The most famous example is the Grandfather Paradox, in which a time traveler goes back to kill his grandfather before he gives birth to his father. However, if this happens, then the time traveler was never born able to go back in the first place. Some argue this away by invoking multiple universes, stating that when the time traveler went back he caused a parallel universe to branch out from his own with a different timeline. Others argue that these paradoxes give proof of time travel’s impossibility; for multiple universes are just as difficult to prove as God at the moment. They are both inherently outside the bounds of our universes.
So foreknowledge has problems of its own.

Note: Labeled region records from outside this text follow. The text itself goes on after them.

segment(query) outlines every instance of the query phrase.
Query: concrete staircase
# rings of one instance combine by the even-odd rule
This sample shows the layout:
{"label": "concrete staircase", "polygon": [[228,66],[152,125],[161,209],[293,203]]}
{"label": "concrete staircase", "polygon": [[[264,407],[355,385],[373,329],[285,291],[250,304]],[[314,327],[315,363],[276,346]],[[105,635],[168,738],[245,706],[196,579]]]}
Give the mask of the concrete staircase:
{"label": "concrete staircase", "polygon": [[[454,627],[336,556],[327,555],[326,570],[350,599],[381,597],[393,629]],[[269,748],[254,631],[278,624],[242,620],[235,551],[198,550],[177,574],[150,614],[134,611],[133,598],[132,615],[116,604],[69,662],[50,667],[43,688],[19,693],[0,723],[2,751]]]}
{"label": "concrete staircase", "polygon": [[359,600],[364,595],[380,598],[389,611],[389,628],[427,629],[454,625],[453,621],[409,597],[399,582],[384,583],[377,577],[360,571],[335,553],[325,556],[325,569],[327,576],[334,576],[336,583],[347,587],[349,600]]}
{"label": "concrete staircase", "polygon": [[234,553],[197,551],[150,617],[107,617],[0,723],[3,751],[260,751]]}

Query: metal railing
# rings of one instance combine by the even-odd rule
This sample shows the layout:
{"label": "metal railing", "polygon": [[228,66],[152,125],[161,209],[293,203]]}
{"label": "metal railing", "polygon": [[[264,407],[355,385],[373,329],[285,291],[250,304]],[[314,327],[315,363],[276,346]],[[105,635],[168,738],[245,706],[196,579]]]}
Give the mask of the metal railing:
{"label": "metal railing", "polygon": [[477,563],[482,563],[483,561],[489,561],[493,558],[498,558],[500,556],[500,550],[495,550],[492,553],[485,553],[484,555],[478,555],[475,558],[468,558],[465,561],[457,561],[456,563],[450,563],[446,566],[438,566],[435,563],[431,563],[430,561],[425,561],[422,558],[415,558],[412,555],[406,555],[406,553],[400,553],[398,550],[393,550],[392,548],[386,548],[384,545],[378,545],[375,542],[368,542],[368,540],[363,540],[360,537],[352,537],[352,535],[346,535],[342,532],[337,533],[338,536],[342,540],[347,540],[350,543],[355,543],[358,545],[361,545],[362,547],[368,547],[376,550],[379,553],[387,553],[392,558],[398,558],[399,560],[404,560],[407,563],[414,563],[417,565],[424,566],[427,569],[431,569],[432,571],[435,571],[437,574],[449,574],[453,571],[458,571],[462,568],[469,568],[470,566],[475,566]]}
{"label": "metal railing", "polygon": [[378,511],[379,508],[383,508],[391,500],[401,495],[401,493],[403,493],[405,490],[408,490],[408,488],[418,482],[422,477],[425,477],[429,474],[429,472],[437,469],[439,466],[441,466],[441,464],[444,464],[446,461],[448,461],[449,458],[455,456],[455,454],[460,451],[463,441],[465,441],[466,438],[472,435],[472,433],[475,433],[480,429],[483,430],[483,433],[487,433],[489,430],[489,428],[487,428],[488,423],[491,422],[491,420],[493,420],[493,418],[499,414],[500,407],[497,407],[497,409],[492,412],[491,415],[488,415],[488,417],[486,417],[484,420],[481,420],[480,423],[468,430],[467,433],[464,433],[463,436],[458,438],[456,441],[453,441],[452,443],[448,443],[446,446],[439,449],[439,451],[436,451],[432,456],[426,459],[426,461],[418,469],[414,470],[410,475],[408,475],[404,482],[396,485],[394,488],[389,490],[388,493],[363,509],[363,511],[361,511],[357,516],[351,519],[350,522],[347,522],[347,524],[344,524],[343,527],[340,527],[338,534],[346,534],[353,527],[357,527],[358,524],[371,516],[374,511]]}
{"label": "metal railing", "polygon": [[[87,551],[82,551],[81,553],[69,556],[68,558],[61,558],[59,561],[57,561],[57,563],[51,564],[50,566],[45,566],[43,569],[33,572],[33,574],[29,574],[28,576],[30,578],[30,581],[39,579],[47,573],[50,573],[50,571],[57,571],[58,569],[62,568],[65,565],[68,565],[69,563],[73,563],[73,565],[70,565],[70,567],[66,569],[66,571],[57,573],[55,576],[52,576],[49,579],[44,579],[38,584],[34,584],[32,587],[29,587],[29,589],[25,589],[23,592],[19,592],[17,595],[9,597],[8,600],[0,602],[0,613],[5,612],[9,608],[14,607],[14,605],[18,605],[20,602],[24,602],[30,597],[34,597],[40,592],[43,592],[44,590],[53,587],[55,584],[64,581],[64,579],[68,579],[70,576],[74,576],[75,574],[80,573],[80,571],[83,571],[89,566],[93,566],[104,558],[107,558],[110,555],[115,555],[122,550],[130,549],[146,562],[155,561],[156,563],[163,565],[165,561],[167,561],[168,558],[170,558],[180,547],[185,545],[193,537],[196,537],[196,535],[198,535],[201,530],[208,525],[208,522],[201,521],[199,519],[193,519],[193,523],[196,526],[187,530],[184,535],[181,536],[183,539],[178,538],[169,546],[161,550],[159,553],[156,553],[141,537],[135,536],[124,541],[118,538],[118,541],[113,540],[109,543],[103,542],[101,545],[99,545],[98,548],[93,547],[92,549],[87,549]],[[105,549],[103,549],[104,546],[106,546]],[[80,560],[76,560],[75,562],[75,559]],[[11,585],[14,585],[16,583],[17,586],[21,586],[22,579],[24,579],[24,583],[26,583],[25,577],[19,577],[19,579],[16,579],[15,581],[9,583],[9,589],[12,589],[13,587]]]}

Frankly we are arguing whether free will is possible, something we do not know to be true, depending on if foreknowledge is possible, something we also do not know to be true. We may be chasing a ghost with another ghost.
One final step.
At the true heart of the matter is influence. We worry that free will cannot exist because we are influenced beings. Whether it be by natural laws, evolution, time travelers, or fancy rhetoric; we worry that our decisions are not our own without free will.
But if we do not believe in free will because of the influence of others, then we truly do not nor have ever had free will. People are not beyond influence, nor are their souls. Whether this influence comes from foreknowledge or not seems to be irrelevant.
But beyond all the influence is a person’s choice. That choice may be influenced in an unfathomable number of ways, but in the moment of choosing, it is still our choice. This is how people rebel, this is how people surprise, this is how the soul breathes. If free will does exist, then choice is its voice.
It may not be able to be proven scientifically, but somehow still, we can hear it.